What is the best way to catch these suckers?? the fry and young adults, i mean 

I have found a lfs willing to adopt them  but I am really struggeling to net them! I hate to disturb the pair.... so i have been trying to net the fry over the past month.... and have only caught 5!! I am frustrated! At this point i have my pair along with six or seven fry generations ranging in size from 2+" to pinheads....

Is the best plan to remove some water and all the rocks and plants?? 
Is this going to stress eveybody out more than my attempts at netting??

Thanks for any advise


----------



## prov356 (Sep 20, 2006)

> Is the best plan to remove some water and all the rocks and plants??


Yes



> Is this going to stress eveybody out more than my attempts at netting??


Only briefly, they'll re-settle after.


----------



## mamospreng (Apr 26, 2011)

Also use two nets its much easier.


----------



## 3daffodils (Jun 16, 2009)

tried the two net thing before i asked for help - thanks though  the brichardi are rock dwellers so when comfronted they all duck for cover.

the crazy thing is that the breeding pair seems to be pushing the young towards the net and away from cover.... i guess the 3 of us just aren't quick enough to catch the lil guys :roll:

i'll pull the tank apart in a couple days, when i have the time....

wish me luck..

i see the pair 'building' again...so i'm bound to have another set of babies within a week 

i'll update


----------



## mgreen44 (Dec 27, 2011)

I have 2 mbuna tanks and most of the time I have to take all the rocks out. I have a trick with a piece of plexiglass, I divide the tank with the ones I want to keep in and only remove the rocks from one side, that way it is still a pain but you dont have to disturb all the fish. I try to do this when doing a water change. Most of the fish get used to you if you change the water once a week. I have fry in my community mbuna tank most of the time and they are at risk when I remove the cover but what else can you do they would over run my tank if I let them and I dont want all blue colored fish. The pet store will take them for free and sell them for 7 bucks. I just hope they go to a good home. Good luck and I know it is sad to see them go.


----------



## brinkles (Jan 30, 2011)

I've made a fish trap a few times out of a soda bottle - cut the top off, add a couple rocks, invert the top, and stick it back in. I generally catch the wrong fish, and give up and tear the tank down.

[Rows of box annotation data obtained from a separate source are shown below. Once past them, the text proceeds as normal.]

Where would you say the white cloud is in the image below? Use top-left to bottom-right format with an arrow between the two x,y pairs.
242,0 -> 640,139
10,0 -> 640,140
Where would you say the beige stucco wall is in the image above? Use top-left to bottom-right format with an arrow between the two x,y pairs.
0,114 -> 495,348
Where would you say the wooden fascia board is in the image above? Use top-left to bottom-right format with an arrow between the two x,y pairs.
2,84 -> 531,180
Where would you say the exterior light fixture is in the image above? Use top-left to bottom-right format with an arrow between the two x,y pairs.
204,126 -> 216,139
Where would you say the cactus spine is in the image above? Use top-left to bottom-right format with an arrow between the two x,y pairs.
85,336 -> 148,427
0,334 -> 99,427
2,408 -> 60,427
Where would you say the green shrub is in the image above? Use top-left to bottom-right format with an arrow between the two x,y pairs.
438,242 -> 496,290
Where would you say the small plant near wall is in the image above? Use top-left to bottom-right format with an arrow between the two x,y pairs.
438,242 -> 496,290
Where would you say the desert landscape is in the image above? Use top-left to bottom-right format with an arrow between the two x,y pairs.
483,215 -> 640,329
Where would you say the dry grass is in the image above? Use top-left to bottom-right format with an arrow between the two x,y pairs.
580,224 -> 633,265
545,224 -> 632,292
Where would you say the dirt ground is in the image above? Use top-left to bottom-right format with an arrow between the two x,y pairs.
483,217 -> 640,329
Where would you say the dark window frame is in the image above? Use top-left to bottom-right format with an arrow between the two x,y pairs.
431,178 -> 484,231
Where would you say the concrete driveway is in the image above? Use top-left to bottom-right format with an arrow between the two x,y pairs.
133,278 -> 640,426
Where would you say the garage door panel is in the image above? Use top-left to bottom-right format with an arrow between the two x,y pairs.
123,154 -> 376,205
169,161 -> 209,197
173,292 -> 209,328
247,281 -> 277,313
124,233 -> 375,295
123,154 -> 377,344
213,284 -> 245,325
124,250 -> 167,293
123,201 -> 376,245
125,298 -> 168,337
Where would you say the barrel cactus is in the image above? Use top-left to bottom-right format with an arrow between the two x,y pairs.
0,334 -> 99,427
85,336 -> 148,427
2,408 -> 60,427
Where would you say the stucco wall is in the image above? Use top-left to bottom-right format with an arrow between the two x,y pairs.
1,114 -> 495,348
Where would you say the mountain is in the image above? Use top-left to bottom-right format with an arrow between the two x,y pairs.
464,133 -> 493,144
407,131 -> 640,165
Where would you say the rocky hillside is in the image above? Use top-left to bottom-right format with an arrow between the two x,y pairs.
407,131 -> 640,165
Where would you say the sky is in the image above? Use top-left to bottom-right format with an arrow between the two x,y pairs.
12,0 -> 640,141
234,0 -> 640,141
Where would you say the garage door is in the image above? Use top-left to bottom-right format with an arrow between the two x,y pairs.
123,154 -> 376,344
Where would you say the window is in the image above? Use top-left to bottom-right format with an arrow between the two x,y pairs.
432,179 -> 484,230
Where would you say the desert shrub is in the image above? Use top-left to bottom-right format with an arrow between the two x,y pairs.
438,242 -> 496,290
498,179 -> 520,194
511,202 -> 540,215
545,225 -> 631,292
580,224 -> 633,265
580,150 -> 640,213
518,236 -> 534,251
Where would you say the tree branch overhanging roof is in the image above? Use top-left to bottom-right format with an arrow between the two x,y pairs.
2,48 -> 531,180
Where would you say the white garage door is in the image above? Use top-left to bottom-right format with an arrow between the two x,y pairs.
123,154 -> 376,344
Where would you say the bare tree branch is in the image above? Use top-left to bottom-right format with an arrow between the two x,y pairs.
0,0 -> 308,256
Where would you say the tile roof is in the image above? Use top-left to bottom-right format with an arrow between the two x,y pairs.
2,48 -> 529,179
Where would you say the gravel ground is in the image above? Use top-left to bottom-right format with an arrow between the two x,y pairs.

Since you have so few "wrong fish", this might work for you!

Don't leave the trap unattended for too long, they may tear each other up inside it. You can put some food in it for bait.


----------



## Guest (Mar 4, 2012)

my "brichardi types" (neolamprologus marunguensis) do the same thing.. they are impossible to catch... i find that if you put 2 nets in the tank and then just leave them there the fry and juvies come right back out..they dont hide for a long time like cyps do or peacocks do... jus put the nets in the tank and dont move them they will swim in front of them soon (less than a minute) then just scoop them out.. they will still get away from you even when they are right in front of the net.. i did that a few times then i got impatient and mad and jus ripped the cichlid stones out and cornered the fast lil buggers... cyps are the worst man they are impossible to catch without ripping the whole tank apart


----------



## pikayooperdave (Jul 10, 2009)

One swipe at feeding time...hope you get lucky.

I have had some success cathing fish in the dark. Once the tank/room has been dark for a couple of hours and the fish are asleep, turn on the tank lights and immediately try to catch the fish. they are often dazed/slow/blinded for a few seconds.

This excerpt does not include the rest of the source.